We've probably all done things that our moms don't approve of. But she doesn't always catch us, and, if she does, it's not captured on the national news. That is, unless you're one young man from Baltimore.
As protests intensified late Monday night following the funeral of Freddie Gray -- the 25-year-old Baltimore man who died April 19 from injuries sustained while in police custody -- a video captured a mother, Toya Graham, doing her best to physically restrain her 16-year-old son and keep him from getting involved.
It was an act that engendered praise from the city's Police Commissioner, who has blamed the late-night rioting on "youthful residents," many of whom he said had come "right out of the local high schools."
"If you saw in one scene, you had one mother who grabbed their child, who had a hood on his head, and she started smacking him on the head 'cause she was so embarrassed," Commissioner Anthony Batts said during a press conference. "I wish I had more parents that took charge of their kids out there tonight."
Some on Twitter made light of the clip -- which nearly anyone who has ever been reprimanded by their mom can relate to on some level -- while others praised 42-year-old Graham, a mother of six.
Lol hilariously funny! بهبوري يقول لمامي ايه VIDEO: Angry mom beats son suspected of rioting in Baltimore http://t.co/lGyzidAhW6— Marwa Amr (@Mars_Amr) April 28, 2015
I saw a mom pull her rioting son off the streets in Baltimore and beat his ass lol it was funny— Zach Munson (@z_muns) April 28, 2015
I want to find the mom that beat her kid in Baltimore for rioting and give her a Mother of the Year award and a hug! God bless that woman!— Rock (@TheMichaelRock) April 28, 2015
Still, it was an example of what looks to be representative of a generational divide over the response to Gray's death, something also clear in an interview given by a local Vietnam War veteran, who said "they need to have their butts at home."
Not all of the protests turned violent though. There are clips of non-violent protests from the evening, as residents gathered and chanted in unison.
There's also footage of a young man attempting to diffuse the situation and dissuade protesters from getting too close to officers, so as not to potentially incite them.

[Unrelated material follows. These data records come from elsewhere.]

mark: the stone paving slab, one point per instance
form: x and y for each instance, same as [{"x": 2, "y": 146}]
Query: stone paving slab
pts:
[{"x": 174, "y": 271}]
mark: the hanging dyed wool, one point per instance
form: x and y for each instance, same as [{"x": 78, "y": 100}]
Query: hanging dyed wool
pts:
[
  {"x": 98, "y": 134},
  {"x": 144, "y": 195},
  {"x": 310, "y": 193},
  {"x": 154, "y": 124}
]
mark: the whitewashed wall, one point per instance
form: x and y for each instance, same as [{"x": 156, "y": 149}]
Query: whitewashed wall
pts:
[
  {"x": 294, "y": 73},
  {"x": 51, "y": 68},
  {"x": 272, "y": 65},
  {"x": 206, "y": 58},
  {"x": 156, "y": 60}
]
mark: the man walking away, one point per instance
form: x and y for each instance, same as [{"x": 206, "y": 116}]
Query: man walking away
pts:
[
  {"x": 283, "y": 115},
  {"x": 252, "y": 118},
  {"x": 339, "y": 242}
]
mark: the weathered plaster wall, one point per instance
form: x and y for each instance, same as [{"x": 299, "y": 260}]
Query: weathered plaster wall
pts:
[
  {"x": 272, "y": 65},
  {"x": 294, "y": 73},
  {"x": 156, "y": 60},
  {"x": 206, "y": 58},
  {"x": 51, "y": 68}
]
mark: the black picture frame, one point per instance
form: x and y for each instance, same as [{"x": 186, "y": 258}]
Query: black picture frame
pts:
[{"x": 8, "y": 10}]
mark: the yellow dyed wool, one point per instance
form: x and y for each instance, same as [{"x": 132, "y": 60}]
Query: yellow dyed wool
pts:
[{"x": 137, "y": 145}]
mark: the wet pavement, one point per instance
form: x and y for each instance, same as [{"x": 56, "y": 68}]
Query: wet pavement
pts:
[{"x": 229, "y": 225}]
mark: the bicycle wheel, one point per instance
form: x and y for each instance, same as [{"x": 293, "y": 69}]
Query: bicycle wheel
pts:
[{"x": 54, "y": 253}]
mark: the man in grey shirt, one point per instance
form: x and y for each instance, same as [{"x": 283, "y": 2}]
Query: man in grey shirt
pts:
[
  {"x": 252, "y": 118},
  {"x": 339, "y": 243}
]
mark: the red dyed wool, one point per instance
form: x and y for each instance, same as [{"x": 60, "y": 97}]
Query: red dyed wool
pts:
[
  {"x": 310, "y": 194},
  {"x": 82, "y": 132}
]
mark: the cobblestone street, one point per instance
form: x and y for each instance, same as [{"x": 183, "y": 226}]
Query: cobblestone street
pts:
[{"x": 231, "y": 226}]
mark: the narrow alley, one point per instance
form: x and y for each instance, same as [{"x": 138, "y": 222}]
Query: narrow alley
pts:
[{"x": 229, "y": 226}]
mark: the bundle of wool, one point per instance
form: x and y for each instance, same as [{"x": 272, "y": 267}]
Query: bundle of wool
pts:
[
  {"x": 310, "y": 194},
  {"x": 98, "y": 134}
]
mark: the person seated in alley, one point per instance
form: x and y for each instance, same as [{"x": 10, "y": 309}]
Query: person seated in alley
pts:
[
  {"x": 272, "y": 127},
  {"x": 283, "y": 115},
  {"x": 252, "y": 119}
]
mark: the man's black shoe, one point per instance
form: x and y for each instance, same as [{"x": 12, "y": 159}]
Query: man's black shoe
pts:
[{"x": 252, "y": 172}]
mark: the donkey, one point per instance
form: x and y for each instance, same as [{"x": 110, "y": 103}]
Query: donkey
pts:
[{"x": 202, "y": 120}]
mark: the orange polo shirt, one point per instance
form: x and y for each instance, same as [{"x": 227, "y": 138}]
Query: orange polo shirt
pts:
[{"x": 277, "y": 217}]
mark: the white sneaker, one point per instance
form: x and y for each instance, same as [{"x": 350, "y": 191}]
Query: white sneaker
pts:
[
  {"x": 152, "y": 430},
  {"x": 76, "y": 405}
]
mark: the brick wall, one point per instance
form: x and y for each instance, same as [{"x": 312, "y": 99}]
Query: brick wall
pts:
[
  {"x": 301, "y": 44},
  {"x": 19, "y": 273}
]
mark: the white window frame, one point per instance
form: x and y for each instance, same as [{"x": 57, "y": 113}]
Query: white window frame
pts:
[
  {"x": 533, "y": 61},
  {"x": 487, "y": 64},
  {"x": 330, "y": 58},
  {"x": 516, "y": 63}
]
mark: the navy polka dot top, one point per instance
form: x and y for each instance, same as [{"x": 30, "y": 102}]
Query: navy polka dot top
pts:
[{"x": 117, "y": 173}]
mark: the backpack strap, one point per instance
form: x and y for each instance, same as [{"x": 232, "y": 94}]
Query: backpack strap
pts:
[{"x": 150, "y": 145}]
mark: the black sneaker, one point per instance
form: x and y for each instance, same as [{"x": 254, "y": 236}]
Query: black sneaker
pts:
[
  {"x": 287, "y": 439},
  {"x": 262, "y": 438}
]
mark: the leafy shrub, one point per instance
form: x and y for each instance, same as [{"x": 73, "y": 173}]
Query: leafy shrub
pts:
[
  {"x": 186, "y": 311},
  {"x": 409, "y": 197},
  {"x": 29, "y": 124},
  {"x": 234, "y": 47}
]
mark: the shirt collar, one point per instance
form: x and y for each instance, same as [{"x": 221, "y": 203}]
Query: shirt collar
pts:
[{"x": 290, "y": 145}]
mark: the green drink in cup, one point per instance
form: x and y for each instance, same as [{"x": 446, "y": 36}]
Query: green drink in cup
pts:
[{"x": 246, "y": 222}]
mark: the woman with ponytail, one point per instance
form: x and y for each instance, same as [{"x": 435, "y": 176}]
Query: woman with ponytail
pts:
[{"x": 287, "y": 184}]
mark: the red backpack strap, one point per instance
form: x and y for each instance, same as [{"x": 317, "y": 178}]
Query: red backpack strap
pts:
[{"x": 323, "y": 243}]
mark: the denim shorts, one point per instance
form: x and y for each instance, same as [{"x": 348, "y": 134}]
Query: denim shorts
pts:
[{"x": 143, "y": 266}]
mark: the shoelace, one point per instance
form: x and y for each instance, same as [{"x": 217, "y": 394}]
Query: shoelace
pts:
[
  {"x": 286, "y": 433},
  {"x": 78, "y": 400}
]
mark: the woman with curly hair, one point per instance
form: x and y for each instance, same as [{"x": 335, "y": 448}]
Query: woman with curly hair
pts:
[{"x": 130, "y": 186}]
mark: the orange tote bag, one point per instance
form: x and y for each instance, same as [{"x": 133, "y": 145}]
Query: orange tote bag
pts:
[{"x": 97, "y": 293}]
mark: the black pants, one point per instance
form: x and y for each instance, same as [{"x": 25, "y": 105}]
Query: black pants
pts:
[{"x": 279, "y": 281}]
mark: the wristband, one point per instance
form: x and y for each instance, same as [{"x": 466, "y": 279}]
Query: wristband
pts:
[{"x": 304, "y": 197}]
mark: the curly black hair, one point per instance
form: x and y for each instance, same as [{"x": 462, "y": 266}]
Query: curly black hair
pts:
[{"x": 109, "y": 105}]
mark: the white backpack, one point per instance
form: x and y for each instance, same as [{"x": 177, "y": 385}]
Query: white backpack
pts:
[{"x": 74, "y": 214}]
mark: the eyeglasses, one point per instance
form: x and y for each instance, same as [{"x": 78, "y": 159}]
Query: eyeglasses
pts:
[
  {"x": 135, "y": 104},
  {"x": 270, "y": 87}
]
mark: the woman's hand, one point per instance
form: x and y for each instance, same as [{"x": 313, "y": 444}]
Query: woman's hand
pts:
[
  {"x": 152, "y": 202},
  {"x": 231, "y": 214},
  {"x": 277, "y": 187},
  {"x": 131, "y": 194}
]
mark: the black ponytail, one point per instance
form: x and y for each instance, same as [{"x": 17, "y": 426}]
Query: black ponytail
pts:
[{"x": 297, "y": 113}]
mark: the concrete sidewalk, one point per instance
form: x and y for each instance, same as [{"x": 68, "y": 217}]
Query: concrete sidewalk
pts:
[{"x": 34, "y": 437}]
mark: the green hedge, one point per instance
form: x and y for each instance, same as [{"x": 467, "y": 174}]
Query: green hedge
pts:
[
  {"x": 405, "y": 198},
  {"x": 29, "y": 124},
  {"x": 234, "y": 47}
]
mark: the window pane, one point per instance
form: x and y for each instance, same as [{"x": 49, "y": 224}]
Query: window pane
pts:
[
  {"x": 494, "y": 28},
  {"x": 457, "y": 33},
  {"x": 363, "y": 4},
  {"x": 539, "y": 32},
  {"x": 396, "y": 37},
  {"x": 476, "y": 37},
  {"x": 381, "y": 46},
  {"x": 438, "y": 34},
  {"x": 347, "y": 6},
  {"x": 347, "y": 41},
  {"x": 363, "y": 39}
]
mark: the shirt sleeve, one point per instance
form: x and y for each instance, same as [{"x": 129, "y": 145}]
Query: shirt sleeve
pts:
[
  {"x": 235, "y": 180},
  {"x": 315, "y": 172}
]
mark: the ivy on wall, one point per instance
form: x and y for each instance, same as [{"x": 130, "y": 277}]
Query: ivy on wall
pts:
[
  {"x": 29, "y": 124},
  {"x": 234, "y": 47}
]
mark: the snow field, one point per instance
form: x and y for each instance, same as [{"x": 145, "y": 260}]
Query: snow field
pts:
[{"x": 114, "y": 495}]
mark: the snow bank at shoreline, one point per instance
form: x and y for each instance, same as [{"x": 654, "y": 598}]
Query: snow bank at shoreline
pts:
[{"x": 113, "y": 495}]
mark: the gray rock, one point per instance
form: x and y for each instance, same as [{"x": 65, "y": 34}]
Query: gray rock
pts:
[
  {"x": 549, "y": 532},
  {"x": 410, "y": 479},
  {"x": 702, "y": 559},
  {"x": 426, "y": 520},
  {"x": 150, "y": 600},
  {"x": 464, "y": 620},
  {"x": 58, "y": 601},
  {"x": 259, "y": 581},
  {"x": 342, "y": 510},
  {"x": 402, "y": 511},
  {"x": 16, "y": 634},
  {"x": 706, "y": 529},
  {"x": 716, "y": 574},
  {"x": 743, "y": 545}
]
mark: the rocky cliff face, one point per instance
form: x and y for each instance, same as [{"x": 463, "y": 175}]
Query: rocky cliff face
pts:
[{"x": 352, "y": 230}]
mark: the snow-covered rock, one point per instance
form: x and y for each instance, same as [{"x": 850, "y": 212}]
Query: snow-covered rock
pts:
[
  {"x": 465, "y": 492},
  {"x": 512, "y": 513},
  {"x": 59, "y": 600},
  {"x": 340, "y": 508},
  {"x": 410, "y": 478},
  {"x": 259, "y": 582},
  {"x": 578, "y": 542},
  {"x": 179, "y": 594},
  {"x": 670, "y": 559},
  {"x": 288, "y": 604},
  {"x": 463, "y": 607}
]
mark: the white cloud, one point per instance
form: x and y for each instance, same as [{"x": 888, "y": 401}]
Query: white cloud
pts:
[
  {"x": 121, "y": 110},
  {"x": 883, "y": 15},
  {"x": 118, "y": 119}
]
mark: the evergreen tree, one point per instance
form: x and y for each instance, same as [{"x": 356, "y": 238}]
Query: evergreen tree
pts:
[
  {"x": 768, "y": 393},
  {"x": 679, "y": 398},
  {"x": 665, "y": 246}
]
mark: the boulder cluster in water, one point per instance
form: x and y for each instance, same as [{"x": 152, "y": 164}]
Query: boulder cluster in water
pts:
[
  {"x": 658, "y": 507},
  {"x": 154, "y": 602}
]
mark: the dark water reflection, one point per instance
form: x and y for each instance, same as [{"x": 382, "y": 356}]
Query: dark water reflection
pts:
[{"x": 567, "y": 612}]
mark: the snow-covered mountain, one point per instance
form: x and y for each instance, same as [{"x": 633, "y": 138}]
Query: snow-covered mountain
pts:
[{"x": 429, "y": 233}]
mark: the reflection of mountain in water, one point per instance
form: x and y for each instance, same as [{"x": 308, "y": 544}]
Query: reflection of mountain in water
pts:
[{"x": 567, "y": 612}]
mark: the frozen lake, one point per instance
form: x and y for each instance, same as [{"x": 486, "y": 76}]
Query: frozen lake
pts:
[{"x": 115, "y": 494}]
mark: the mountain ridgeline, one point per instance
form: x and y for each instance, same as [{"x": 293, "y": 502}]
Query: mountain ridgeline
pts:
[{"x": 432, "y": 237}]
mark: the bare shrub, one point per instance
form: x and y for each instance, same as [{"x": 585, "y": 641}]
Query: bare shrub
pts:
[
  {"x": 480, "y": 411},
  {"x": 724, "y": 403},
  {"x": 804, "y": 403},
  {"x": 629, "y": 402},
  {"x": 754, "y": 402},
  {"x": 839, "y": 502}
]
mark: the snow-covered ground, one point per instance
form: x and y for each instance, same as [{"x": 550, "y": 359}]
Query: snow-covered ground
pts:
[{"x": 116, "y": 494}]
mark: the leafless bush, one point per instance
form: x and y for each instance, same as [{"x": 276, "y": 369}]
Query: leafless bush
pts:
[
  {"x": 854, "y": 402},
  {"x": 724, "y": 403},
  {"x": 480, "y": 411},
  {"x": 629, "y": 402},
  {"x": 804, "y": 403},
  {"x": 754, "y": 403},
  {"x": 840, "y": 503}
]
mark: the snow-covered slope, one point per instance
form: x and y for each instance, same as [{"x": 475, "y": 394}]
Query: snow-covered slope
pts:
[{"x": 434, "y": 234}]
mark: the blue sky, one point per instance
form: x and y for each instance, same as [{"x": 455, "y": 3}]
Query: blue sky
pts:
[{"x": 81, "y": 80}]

The angry and impassioned reaction by youths doesn't exist in a vacuum, of course. The response comes not only on the heels of Gray's death, but also what has been a steady number of young people of color dying at the hands of law enforcement, from national stories like Trayvon Martin and Mike Brown, to lesser-known victims, too.
“Ain’t nobody scared of y’all,” a teenage boy shouted at police, according to BuzzFeed. “This is karma!”
Shaun King, a columnist at Daily Kos, reports that 2015 is on pace to be the deadliest year in terms of people killed by police.
2015 is currently on pace to have a record # of people killed by police in the United States. On pace for 1,140. Last year was record 1,100— Shaun King (@ShaunKing) April 28, 2015
During Monday's protests, there were roughly 200 arrests and 15 injured police officers, according to the Los Angeles Times. In addition, schools in Baltimore are closed on Tuesday. The city's mayor, Stephanie Rawlings-Blake, also announced a weeklong curfew, beginning at 10 p.m. and lasting until 5 a.m., which is set to begin on Tuesday, according to The New York Times.
Batts finished his press conference with a plea: "For those parents who have kids that are out there that came off of that campus, take control of your kids. This is our city; let's make a difference."
[Ed. Note: This post has been updated to reflect biographical information about Toya Graham.]